I started with 4 skeins of white wool, purchased as a conference souvenir the year I presented my doctorate work to a group of my advisor’s colleagues. (Talk about nervous-making!)
I wound the yarn tightly on the niddy noddy and tied each hank as hard as I could in 12 places. (Incredibly, the most time-consuming step of the entire dye job was skein tying!)
Once released from the niddy, the yarn puffed up like little sausage links.
I put it in a light “raspberry” dyebath (more Country Classic dye, aka One Shot – I have such a motherload of that stuff!). After dyeing (215 F, 30 min; cool to RT, rinse, spin dry), I removed the ties. Before untying, the yarn was surprisingly homogeneous.

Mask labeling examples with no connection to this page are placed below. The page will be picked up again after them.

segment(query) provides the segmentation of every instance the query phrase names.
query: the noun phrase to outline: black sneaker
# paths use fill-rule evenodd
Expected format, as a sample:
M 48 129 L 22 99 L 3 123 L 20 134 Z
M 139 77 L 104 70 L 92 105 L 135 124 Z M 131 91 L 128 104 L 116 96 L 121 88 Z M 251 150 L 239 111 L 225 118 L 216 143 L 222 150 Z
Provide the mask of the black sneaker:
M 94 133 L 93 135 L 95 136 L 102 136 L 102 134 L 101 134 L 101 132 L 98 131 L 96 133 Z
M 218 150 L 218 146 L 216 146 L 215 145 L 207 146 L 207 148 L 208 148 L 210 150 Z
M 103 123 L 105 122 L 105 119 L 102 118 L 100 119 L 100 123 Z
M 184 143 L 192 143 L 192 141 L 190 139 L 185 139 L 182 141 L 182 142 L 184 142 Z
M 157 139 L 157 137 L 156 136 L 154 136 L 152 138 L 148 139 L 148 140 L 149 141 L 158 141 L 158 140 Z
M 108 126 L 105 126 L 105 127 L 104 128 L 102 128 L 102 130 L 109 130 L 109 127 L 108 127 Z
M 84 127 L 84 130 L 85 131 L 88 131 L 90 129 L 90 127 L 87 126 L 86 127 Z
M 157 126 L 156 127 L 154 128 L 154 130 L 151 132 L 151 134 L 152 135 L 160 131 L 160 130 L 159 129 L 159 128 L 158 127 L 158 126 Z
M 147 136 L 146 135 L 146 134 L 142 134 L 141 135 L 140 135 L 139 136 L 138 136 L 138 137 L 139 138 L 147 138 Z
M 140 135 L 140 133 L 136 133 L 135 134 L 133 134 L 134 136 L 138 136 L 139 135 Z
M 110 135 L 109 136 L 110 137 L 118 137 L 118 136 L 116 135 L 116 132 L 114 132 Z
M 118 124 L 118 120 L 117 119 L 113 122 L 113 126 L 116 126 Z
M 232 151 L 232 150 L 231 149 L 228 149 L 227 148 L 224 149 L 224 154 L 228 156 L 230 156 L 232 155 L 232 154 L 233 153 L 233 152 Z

I hoped to slide the hank ties instead of cutting and retying, but they would not move on wet fiber. All ties were cut, and new ties were made in different locations. I saw that very small regions (1 cm long) had been untouched by dye.
I next overdyed the retied skeins in a light grey to “sadden” the color and give it a smokey overtone. I love red-family dyes over naturally grey fiber, and I thought I’d try to replicate that look. In my imagination, I thought it would be a little more… sophisticated?… to have an overall misty raspberry color with highlights of the original raspberry and a hint of the original grey. I untied the skeins and saw this:
Isn’t it interesting how the grey brought out the purple color and damped the pink? I wouldn’t have predicted that. Yarn was rehanked to distribute color blips and to develop a better overall idea of the yarn color.
Click for big!
That’s pretty nice, I think! Anyway, I think I’m done playing with this yarn. If you’d like it, I’ll send all 4 skeins for $25 (I’ll pay shipping in the US). FSM knows I have enough to knit already – let’s get this out of the house! Specs on the yarn – 100% wool (definitely soft enough for next-to-skin use), 4 x 50 g, DK weight. Handwash cool, dry flat.